There are numerous and distinct challenges present for upper limb amputees including prosthetists’ limited exposure and experience fitting upper limb patients. In addition, current and standard-of-care (SOC) fitting techniques often yield biomechanically flawed sockets that are uncomfortable, unstable, or impede full range of motion, resulting in compromised device performance or election by the amputee to abandon the prosthesis altogether, despite having the most advanced prosthetic components available.
To address these challenges, DARPA sought the development of innovative diagnostic tools to improve socket fittings and socket performance, thus enabling prosthetists to more successfully and systematically deploy advanced upper extremity prosthetics, such as those developed by the DARPA RP programs.
To help solve the fitting issues common with upper limb prostheses, biodesigns competed for and was awarded a 1.5M Direct to Phase II + Option, through the SBIR/DARPA program.

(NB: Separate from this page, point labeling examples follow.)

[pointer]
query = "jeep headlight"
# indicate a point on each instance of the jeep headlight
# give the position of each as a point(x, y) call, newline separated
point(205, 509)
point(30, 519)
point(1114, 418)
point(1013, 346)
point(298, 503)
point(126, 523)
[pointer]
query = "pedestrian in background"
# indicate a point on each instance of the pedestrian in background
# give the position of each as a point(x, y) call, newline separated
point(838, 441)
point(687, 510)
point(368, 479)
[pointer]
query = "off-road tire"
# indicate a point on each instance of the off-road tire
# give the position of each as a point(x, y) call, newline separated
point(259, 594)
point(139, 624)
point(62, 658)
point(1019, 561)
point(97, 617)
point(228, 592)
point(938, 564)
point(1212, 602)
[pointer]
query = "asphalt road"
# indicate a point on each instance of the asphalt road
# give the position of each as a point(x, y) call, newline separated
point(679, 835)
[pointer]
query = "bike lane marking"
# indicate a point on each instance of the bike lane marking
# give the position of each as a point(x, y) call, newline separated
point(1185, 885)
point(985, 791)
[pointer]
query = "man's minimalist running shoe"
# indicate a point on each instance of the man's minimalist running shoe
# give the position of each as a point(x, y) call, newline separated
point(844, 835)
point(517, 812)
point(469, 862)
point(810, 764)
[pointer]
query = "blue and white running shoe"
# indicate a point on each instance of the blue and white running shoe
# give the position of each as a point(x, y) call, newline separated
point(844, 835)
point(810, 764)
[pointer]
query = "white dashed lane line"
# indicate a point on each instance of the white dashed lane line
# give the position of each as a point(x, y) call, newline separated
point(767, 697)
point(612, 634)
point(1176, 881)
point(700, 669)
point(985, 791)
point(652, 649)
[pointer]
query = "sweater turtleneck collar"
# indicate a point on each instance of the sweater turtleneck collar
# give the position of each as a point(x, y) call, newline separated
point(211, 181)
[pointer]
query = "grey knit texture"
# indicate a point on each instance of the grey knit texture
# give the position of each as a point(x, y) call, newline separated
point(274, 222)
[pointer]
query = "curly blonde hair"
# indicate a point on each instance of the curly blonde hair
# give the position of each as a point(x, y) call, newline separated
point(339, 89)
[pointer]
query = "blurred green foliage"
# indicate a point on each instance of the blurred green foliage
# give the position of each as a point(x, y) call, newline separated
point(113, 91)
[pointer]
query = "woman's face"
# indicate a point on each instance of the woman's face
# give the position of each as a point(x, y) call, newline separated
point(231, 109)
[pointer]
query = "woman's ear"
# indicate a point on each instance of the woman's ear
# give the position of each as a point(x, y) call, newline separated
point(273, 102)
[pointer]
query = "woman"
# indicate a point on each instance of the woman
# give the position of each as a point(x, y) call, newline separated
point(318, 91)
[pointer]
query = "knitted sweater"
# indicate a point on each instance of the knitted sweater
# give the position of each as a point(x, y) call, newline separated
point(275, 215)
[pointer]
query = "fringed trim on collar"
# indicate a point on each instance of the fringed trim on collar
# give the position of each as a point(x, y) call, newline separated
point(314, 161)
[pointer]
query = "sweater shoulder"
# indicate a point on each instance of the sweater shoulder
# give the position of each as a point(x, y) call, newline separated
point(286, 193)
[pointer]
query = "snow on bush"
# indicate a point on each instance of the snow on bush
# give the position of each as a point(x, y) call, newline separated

Randall Alley was the primary interface (socket) consultant engaged by DEKA on their Luke arm project (which was part of DARPA’s Revolutionizing Prosthetics Program, RP2007), but this particular award (#D15PC00174) is biodesigns’ first DARPA contract.
The HiFi Interface™ and HiFi Imager™ System with Osseostabilization™ technology, created by Alley, was successfully used in DEKA’s Luke arm studies and is the platform technology for biodesigns’ DARPA contract. Once trials are completed and data is analyzed, the deliverable will be the creation of metrics to relate fitment diagnostics to prosthesis performance, setting the stage for a systematic approach to determine required characteristics and parameters for ideal socket fit. Finally, let there be science! Leave arts and crafts to the history books and welcome in the 21st century.
Currently, biodesigns is seeking commercialization partners to further expand this innovative research.